Written July 01, 2016
I was in my teens when Lawrence was released in 1960. At the time I saw it I loved it and considered it to be the best film ever. Years later I watched it again, twice, and thought it to be one of the best films ever. Yesterday once again confirmed that. The thing that made me sad was that there were only 12 people at the matinee I attended. I felt as if the end of a golden era of film making would never be seen by millions of cinema lovers. Nowadays, because of the MTV and later generations, films have to be agonizingly loud and full of gratuitous action and violence in order to pack the theatres. That's tragic. A long film that gives time to absorb and really study the character of a complex man like Lawrence is one of the best cinematic experiences we can ever give ourselves. The film yesterday was close to 4 hours long and my companions and I had no idea that much time went by. Such magnificence, majesty, sweeping heroism and deeply flawed characters. A true study of human life.
Written May 24, 2016
David Lean's panoramic production of P.E. Lwrence has triggered my need to read more on the man and on his historical impact durling the last days of the Ottoman Empire....
Written June 25, 2016
There is more than enough written about the excellence of David Lean's masterpiece, "Lawrence of Arabia," and the Fathom Events showing last night at the Hoffman Theaters in Alexandria, VA was a great setting for its 50th anniversary observance. The 4K digitalization of the film was remarkable and I found even more to appreciate in it as the movie unfolded.

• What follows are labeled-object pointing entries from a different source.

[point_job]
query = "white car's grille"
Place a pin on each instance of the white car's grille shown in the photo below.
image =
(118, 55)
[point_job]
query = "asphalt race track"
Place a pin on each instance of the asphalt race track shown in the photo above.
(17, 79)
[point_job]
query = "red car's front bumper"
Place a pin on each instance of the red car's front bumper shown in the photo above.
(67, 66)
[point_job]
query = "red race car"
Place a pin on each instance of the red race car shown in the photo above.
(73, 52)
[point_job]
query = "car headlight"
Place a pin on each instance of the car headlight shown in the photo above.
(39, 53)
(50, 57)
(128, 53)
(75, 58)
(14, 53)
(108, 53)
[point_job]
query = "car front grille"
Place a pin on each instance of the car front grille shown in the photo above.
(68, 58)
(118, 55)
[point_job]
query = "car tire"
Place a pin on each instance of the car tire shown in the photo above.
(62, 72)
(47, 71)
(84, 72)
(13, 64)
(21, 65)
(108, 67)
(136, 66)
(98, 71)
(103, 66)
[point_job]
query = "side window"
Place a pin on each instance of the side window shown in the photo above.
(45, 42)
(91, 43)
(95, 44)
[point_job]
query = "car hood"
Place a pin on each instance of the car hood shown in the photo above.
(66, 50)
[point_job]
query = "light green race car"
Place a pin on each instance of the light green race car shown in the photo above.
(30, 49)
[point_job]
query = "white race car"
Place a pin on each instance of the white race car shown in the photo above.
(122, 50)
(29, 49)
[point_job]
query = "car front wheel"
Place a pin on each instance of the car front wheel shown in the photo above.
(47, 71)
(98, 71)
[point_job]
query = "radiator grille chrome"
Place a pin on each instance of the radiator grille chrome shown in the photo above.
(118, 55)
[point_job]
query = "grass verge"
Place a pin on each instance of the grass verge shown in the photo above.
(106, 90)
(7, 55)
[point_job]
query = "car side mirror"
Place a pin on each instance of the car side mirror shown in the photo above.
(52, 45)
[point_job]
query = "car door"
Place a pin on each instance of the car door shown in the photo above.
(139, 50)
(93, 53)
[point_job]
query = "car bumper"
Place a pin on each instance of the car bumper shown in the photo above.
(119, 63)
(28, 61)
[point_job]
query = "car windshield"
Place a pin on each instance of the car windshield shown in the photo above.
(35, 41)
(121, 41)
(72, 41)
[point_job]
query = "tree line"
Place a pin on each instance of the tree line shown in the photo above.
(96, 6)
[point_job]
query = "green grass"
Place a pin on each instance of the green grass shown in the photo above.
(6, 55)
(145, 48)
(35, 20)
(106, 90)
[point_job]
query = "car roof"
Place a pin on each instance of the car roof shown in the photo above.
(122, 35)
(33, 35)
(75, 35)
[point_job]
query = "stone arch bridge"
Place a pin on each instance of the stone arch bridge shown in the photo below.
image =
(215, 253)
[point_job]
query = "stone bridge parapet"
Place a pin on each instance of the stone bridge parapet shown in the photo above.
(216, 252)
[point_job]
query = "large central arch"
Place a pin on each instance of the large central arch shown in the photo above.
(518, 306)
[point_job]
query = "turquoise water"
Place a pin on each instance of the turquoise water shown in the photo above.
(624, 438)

One caveat: the Hoffman complex holds multiple theaters, so the one next door to us was showing the latest "Resident Evil" movie. Unfortunately, several quieter moments in "Lawrence," such as the initial meeting at the well between Lawrence & Ali, were ruined by the fighting of lycans, vampires, zombies, etc., that could be heard through the walls. Theater complexes should try to separate special showings such as "Lawrence" from other films so such sound bleed-through is lessened.
Written July 01, 2016
I was just a baby when "Lawrence of Arabia" first came out. But even so, I love old movies. I had never actually seen the movie from start to finish. When it has been on TV in the past. I always seemed to pick it up in the middle, and had to leave before the movie was over. When the email came about this event, I jumped on it, and took dear old Dad with me. He didn't remember a lot of the movie from 50 years ago, but was awed just the same as I was. Had to put up with a few technical difficulties, but it was worth it. In a nutshell, it was AWESOME!!! TV does not do this movie justice. It has to be seen on the big screen to be fully appreciated. The sweeping desert scenes, and the epic battles were beautifully mastered to be realistically portrayed. T. E. Lawrence was an extraordinary man who did extraordinary things, to die so simply. Not to diminish Gregory Peck's performance in the "To Kill A Mockingbird", but Peter O'Toole should have won the Best Actor Oscar that year.
Written December 18, 2014
David Lean's Lawrence is one of those movies you have to see on screen. Sweeping, poignant and magical at times, it does what movies do best: paints a picture of this figure from history highlighting events that are not as well known. Peter O'toole career defining role at Lawrence shows warts and all, and it is interesting for a movie 50 years old to subtly tackle his sexual preference. It is a movie that should be taken out every few years and rerun in the theater like a beloved copy of a book.